Cheat sheet: pay levers you can actually pull
- Negotiate wRVU rate. A $5 bump per wRVU can mean $60k+ per year at typical volumes.
- Lower your call load or get it paid. Swap unpaid call for stipends or fewer weekends.
- Add a procedure. One extra half-day of endoscopy or IR cases can move the needle more than adding clinic slots.
- Explore ownership. ASC or imaging equity can add six-figure distributions-if volumes and contracts are solid.
- Consider geography. One move to a high-need market can jump comp by 20-40%.
- Optimize schedule. High-yield blocks (OR/IR) and fewer low-RVU tasks raise income per hour worked.
Mini case snapshots
- Interventional cardiologist, mid-sized Midwest city: Base $600k + wRVU bonus (target $150k), STEMI call stipend $60k, total $750-850k at steady state.
- Orthopedic spine surgeon, private group with ASC: Base $550k year 1, partnership year 3; ASC distributions $150-300k when volumes mature; total seven-figure potential.
- Dermatologist, suburban practice: Base $420k + cosmetics + Mohs days; minimal call; total $500-650k with strong cash-pay demand.

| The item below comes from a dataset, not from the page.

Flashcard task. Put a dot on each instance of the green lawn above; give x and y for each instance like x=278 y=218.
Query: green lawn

- Radiologist (diagnostic), telerad nights: Premium per RVU, fewer meetings, high cash flow; lifestyle trade-off is nocturnal schedule.

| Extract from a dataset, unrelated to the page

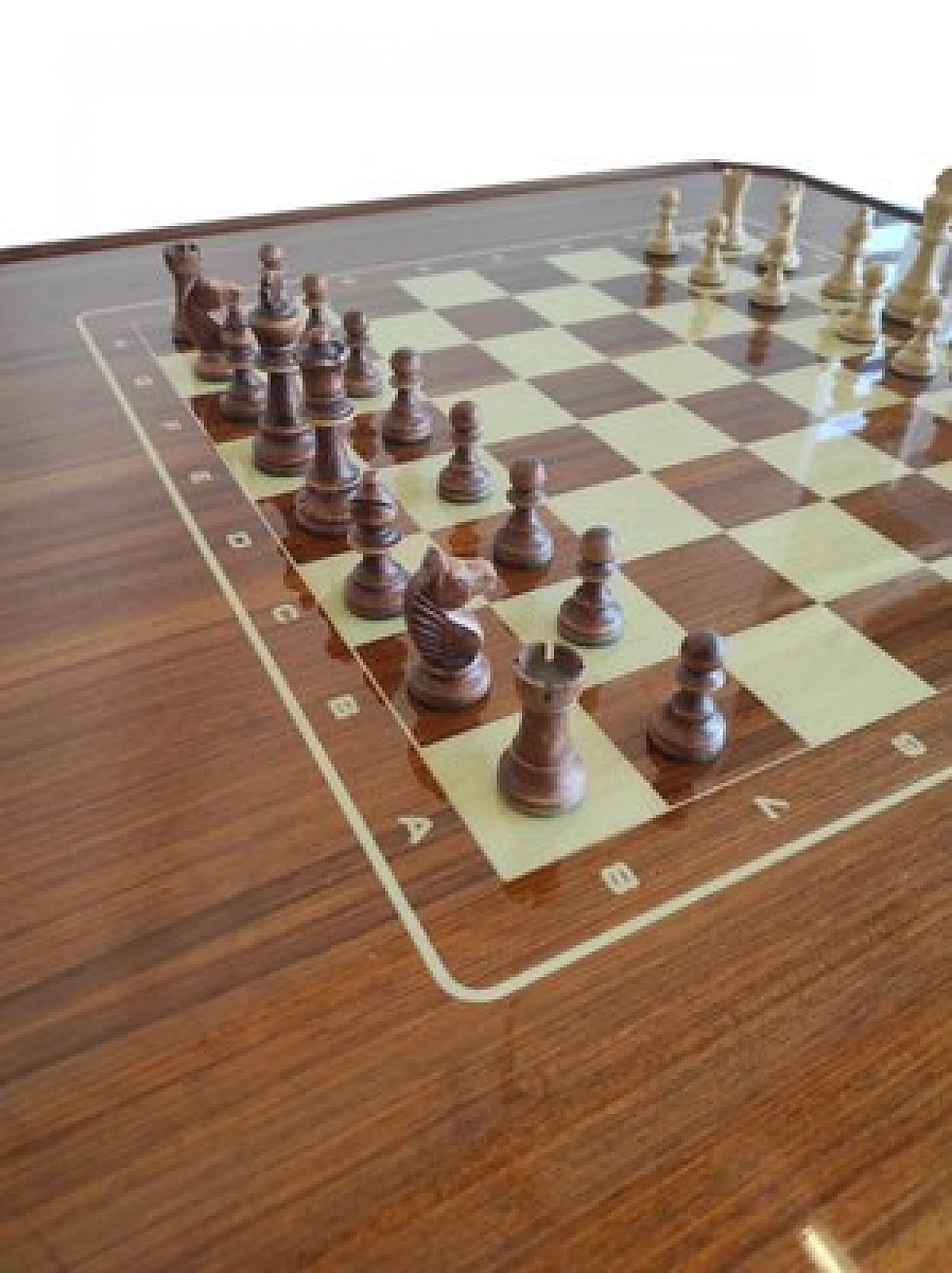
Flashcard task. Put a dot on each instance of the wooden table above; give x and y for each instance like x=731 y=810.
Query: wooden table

Next steps (for different readers)
- Pre-med: Shadow three very different fields-one surgical, one procedural, one clinic-heavy. Journal the days, not the dollar signs. If the OR energizes you, keep that data point.
- MS1-MS2: Use summers to scrub in or sit in the reading room. Ask attendings what a “bad day” looks like. Can you tolerate the worst days of that field?
- MS3-MS4: Gather hard info on match rates and fellowship paths. Speak with chiefs about recent job offers and wRVU rates they’ve seen.
- Residents/Fellows: Request sample contracts early. Compare wRVU rates, call, and tail coverage. Ask about ownership track terms in writing.
- International doctors eyeing the U.S.: Research visa sponsorship, fellowship accreditation, and state licensure timelines. High-paying procedural fields are competitive; plan 12-24 months ahead.
One last note from the home front: even a great offer lands better when your family rhythm can support it. In my house, big decisions get a “weekend test”-can this schedule work through birthdays, school events, and the occasional emergency at 2 a.m.? If yes, the paycheck is a bonus, not the whole story.
Sources I trust for comp reality checks
- Doximity Physician Compensation Report (2024) - strong on specialty medians and regional spreads.
- Medscape Physician Compensation Report (2024) - great for specialty rankings and pay trends.
- MGMA DataDive (2024) - the gold standard for RVU rates and productivity benchmarks.
- U.S. Bureau of Labor Statistics - macro wage and employment outlook updates.
Use them together. One report can mislead in a niche market; three tell you the truth.